Y aquí están, a salvo y en paz, la mujer y el hombre con  mil ocupaciones diarias, agotados y agobiados, engullendo con prisas esa tortilla de patatas precocinada y calentada al microondas, porque no hay tiempo para cocinar, aunque se vean mil programas de cocina y se tenga en casa las mil y una recetas en sendos volúmenes. Aquí están, digo, tomando pastillas para dormir, para calmar ese desasosiego que, pienso, algo tendrá que ver con la aceleración.

A mí, la novela de Laura Esquivel Como agua para chocolate, me encantó. Leer cómo Tita, la protagonista, se enfrasca en la cocina  para preparar las codornices rellenas con pétalos de rosas, y cómo este plato  libera del cuarto oscuro donde la memoria de los comensales tenían encerrados a sus grandes amores, para, entre bocado y bocado, entre suspiro y suspiro, traerlos al presente de ese almuerzo con la fuerza de las pasiones irresistibles, es una delicia. O cómo, al preparar una tarta para una boda que podía ser la suya, pero no lo es, una lágrima de su pena cae sobre el pastel, lo que produce una llantina y vomitona incontenible en los invitados. ¡Ay¡ y es que Tita cocina poniendo su corazón en lo que hace.

La vida es corta, decimos a veces, pero  lo que hacemos en la vida necesita ser hecho con maestría, devoción y mucho amor. Porque sin amor, qué insípido se vuelve todo.

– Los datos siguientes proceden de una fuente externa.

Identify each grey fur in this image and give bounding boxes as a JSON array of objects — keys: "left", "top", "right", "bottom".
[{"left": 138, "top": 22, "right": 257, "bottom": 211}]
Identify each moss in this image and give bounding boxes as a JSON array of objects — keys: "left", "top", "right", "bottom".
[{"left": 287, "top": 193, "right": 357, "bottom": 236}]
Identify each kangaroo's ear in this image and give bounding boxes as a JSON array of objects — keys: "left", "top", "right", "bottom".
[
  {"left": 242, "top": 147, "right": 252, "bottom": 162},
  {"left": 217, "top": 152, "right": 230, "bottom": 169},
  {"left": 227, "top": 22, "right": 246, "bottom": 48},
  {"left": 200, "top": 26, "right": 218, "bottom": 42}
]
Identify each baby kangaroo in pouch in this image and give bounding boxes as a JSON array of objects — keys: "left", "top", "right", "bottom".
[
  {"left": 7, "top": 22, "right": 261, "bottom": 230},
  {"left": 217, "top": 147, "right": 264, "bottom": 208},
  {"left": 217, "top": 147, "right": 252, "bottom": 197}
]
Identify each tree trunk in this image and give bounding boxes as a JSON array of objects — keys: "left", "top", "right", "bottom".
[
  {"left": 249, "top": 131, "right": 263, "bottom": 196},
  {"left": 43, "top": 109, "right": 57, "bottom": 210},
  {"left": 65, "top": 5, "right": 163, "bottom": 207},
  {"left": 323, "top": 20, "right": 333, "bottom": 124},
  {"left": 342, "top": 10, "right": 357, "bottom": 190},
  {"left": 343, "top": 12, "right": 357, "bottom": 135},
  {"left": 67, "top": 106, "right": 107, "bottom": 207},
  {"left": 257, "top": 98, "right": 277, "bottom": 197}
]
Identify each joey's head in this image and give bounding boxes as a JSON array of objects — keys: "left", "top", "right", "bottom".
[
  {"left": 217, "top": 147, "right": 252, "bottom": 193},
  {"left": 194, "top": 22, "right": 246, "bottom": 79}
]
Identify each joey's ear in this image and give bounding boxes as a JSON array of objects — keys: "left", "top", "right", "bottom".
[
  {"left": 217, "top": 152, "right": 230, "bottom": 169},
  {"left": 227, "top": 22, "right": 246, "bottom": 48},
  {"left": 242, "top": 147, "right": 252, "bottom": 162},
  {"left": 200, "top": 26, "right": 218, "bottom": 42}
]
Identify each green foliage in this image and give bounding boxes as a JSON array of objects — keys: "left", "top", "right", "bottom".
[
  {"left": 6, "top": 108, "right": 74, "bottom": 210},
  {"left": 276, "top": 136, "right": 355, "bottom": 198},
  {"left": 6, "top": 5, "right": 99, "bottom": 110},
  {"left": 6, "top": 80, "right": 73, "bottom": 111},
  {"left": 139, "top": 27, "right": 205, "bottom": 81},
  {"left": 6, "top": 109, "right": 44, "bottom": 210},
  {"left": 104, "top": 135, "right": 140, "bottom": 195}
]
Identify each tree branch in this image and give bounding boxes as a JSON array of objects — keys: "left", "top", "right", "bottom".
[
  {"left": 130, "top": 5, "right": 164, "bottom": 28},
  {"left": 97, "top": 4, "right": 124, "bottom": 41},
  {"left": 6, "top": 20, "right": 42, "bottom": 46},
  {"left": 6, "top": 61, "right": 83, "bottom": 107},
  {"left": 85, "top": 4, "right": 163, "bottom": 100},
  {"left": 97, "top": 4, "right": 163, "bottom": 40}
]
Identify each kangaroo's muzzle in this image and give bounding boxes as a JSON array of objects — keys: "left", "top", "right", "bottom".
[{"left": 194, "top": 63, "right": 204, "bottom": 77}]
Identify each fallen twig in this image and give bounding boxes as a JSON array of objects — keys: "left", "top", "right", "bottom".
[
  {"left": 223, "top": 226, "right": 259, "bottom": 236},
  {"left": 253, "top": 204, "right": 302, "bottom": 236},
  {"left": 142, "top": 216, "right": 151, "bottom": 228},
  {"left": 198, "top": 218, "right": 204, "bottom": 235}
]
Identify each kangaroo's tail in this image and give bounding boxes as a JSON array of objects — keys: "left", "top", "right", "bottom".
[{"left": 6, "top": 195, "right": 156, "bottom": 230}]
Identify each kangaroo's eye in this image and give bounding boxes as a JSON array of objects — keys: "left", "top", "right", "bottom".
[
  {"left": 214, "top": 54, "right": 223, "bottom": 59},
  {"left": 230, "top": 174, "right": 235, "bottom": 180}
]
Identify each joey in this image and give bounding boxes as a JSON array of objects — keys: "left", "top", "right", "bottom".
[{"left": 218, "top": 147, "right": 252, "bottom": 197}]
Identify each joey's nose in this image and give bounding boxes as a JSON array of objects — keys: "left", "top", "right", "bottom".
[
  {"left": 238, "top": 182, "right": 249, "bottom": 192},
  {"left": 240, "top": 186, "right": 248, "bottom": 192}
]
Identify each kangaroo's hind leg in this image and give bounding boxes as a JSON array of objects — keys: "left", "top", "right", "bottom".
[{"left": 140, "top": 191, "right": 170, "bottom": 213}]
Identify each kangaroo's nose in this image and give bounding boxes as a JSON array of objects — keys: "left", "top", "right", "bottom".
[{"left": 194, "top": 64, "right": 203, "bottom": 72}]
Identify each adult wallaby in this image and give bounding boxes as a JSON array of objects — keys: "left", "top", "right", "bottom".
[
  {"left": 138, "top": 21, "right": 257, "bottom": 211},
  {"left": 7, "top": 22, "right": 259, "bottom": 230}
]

Pienso que mientras estemos vivos en este maravilloso planeta, cada día más esquilmado y dolorido, no estaría de más que nuestro paseo lo hiciésemos con   paso calmo, adjudicándole a nuestros pies ese ritmo de atención que requiere toda búsqueda;  porque vivir es búsqueda y descubrimiento, y eso sólo se hace con los ojos bien abiertos y con la mirada atenta y lenta del paleontólogo. Vivir es un trabajo de amor que se cocina a fuego lento. Por nosotros, por los que están a nuestro lado, por cuanto nos rodea.
Y termino con un regalo de la poeta alemana Elli Michler:

“No te deseo un regalo cualquiera / te deseo aquello que la mayoría no tiene, / te deseo tiempo, / para reír y divertirte. / Te deseo tiempo, no para apurarte y andar con prisas, sino para que siempre estés contento”.